When you think of ferrochrome, you traditionally think of South Africa. Indeed, power supply problems in South Africa have been a major source of volatility for FeCr prices over the last few years, as the state power utility Eskom has struggled to provide enough electricity for industrial and residential users.
Ten years ago, over half the world’s FeCr came from South Africa, but since then Kazakhstan, India and China have all risen in prominence, with China moving into top spot last year, as this graph from HSBC shows.
South Africa continues to face power problems; currently Eskom is engaged in a power buy-back agreement with FeCr producers resulting in the probable loss of about 100,000 tons of production, according to an HSBC metals & mining survey, as Xstrata–Merafe closes at least five of its 20 furnaces.
Even if this cutback is reversed in the second half of 2013, South Africa’s expensive winter tariffs will then kick in, further impacting utilizations rates.
Meanwhile, China is importing record amounts of chrome ore, the precursor to ferrochrome, for its own rapidly expanding FeCr smelting industry. As a result, China is now a larger producer of FeCr than South Africa and expansion plans will ensure the country contributes a significant proportion of an expected 6.4% global rise in FeCr production.

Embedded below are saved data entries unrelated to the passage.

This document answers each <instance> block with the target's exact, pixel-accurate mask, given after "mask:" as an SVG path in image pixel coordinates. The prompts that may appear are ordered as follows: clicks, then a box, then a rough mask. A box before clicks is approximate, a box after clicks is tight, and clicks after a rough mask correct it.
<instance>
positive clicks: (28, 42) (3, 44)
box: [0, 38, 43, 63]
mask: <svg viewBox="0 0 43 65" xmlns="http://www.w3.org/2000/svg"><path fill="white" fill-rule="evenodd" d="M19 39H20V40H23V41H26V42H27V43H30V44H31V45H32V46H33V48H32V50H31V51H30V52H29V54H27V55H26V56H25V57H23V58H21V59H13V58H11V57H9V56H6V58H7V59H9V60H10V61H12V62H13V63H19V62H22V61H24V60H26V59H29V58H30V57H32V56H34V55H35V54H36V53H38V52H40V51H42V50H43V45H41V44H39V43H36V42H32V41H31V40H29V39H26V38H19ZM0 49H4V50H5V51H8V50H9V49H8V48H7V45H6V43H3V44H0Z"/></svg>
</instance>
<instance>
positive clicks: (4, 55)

While the bank expects South African FeCr production capacity to increase a mere 2.8% this year, China’s is expected to increase 13.7%. Following supply problems in recent years, several new investments will be adding capacity for some time to come; in 2014 the bank expects global supply to increase a further 9.5% owing to additional production from major projects such as Xstrata’s Lion (said to be 137,000 tons), ENRC’s Aktobe (at 117,000 tons) and one from Outokumpu (with 131,000 tons).
Some 85% of FeCr production is consumed by the stainless steel industry, so the extent to which the market can absorb this new production depends largely on the health of the stainless industry.
Ferrochrome Price Forecast Depends on Stocks, Stainless Demand – by Stuart Burns (Metal Miner – March 12, 2013)
First-quarter demand is expected to be relatively strong on the back of re-stocking in China and Europe, but it is not before 2014 that global growth is expected to pick up strongly, particularly in emerging markets with stainless consumption of FeCr driving demand growth.
The bank is bullish about both stainless and FeCr demand, saying they expect global stainless steel production to increase by 3.7% this year, followed by a 5.2% increase in 2014. They project this as translating into a ferrochrome demand growth of +3.7% in 2013 and +8.6% in 2014.
In the longer run, HSBC expects stainless production – and therefore FeCr demand – to surge through the next five years. From a 5.3% per year rise between 2006 and 2011, they anticipate FeCr demand will rise by 4.9% per year to 2016, as this graph illustrates:
With so much new supply, we would expect the market to be in surplus (at least for a while, before demand catches up) and as a result, prices to weaken.
Not surprisingly, HSBC agrees, suggesting prices of US$ 1.25/lb for Q1 this year, already up from US$ 1.10/lb in Q4 of last year, will be supported later this year by supply disruptions in South Africa.
However, a marginal surplus of about 69,000 tons by year-end will help prices to weaken in 2014 as the new projects come on-stream. Contract prices could then weaken to around US$ 1.15/lb in 2014 and US$1.17/lb in 2015, but remain supported by a planned 16% power cost increase in South Africa and strong global stainless steel demand from rising GDP and re-stocking.
Not until 2016 does the bank see prices driven higher than current levels, predicting US$ 1.30/lb by that time.